Son hallazgos de valor indescriptible que nos representan internacionalmente y nos unen, porque se trata de la más grande y reconocida colección de orfebrería prehispánica del mundo
Todo lo que hay en el Museo del Oro es, según la Constitución de 1991, “de todos los colombianos, estén donde estén. El patrimonio arqueológico es de la nación y la nación somos todos, los de ahora, los del pasado y los que están por nacer. Nadie puede comprar ni vender estos objetos, el que lo haga nos está robando a los demás”.
Londoño sabe que ya hoy los colombianos sienten en su identidad este patrimonio, y lo que más le duele fue el saqueo que hubo, en 1992, cerca a Palmira, Valle, de los objetos de la cultura malagana. “Ese hubiera sido otro museo del oro si ese cementerio se hubiera preservado e investigado por arqueólogos. Aquí tenemos obras maestras, como la flor de granadilla, hecha en oro y piedra azul, con sus pistilos y sus estambres, pero perdimos una gran oportunidad de conocer nuestros orígenes”, agrega.

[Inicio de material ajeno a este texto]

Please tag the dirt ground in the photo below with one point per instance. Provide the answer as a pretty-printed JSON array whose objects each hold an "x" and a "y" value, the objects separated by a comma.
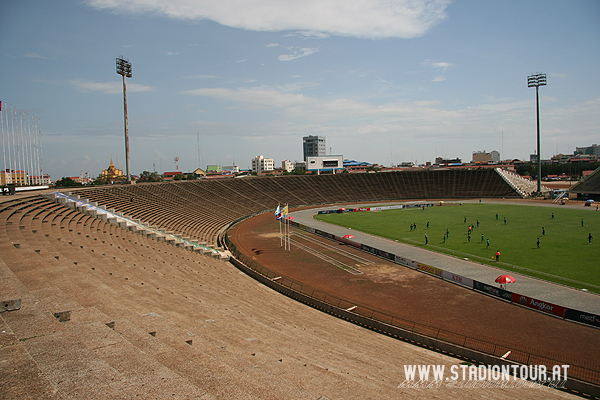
[{"x": 414, "y": 296}]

Visitar el museo nos lleva al pasado, a imaginar los rituales de los indígenas con este metal, a esos momentos en los que un cacique entraba al centro de la laguna de Guatavita cubierto de polvo de oro y arrojaba ofrendas a las aguas.
“Los indígenas de hoy entienden que esto era un pagamento, una ofrenda para pedir permiso por usar la naturaleza y sus bienes. Un homenaje a la vida en la laguna, depositaria del oro, que es como el útero, donde esta nace y se preserva”, dice.